Температура теперь все время поднималась, и в полдень 5 ноября достигала уже —5,6° C. В этот день поверхность льда, по которой мы тащили сани, была очень трудной, так как попадалось много смерзшегося, разбитого льда, встречались заструги, снег, покрытый настом, и множество трещин в морском льду. Но все эти страдания были вечером возмещены тем, что впервые была пущена в ход новая сковородка, сооруженная Моусоном из пустой керосиновой банки. Он перерезал банку пополам, параллельно широкой стороне, и охватил ее кольцами железной проволоки. За эти кольца банка была подвешена внутри сухарной жестянки над фитилями нашей жировой кухни. В этой сковороде мы легко могли превратить тюленье сало в топленый жир; когда жир уже кипел, мы бросали на сковороду ломтики тюленьей печенки или мяса. Как было установлено на опыте, печень требовала для варки в кипящем жиру 10 минут, а мясо – 20. Моусон открыл при этом, что поджаренные хрустящие шкварки тюленьего сала вполне пригодны для еды и имеют даже тонкий ореховый вкус. Путем ряда опытов мы нашли также, что если прибавить к кипящему жиру немного крови тюленя, то получается великолепная подливка. Если же кровь прибавлять в кипящий жир очень быстро, то из нее выходит нечто вроде блина, также, на наш взгляд, очень вкусного и разнообразившего наш стол.

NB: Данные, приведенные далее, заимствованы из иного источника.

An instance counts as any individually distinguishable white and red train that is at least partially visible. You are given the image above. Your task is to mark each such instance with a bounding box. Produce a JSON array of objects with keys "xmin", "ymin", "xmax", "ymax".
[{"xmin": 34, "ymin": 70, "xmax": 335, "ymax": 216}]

Днем открылся замечательный вид на новые хребты гор к северу от острова Склада. У подножья этих хребтов находилась обширная терраса глетчерного льда, интересный вид ледника. Там, где она оканчивалась по направлению к морю крутым склоном или невысоким обрывом, ее поверхность была выпуклой. Местами этот глетчерный лед был сильно пересечен трещинами. На расстоянии нескольких километров в глубь страны он достигал отрогов огромного берегового хребта. Дальше, за широкими проломами в этом хребте лед тянулся внутрь материка насколько хватал глаз и на горизонте сливался с огромным внутренним плоскогорьем.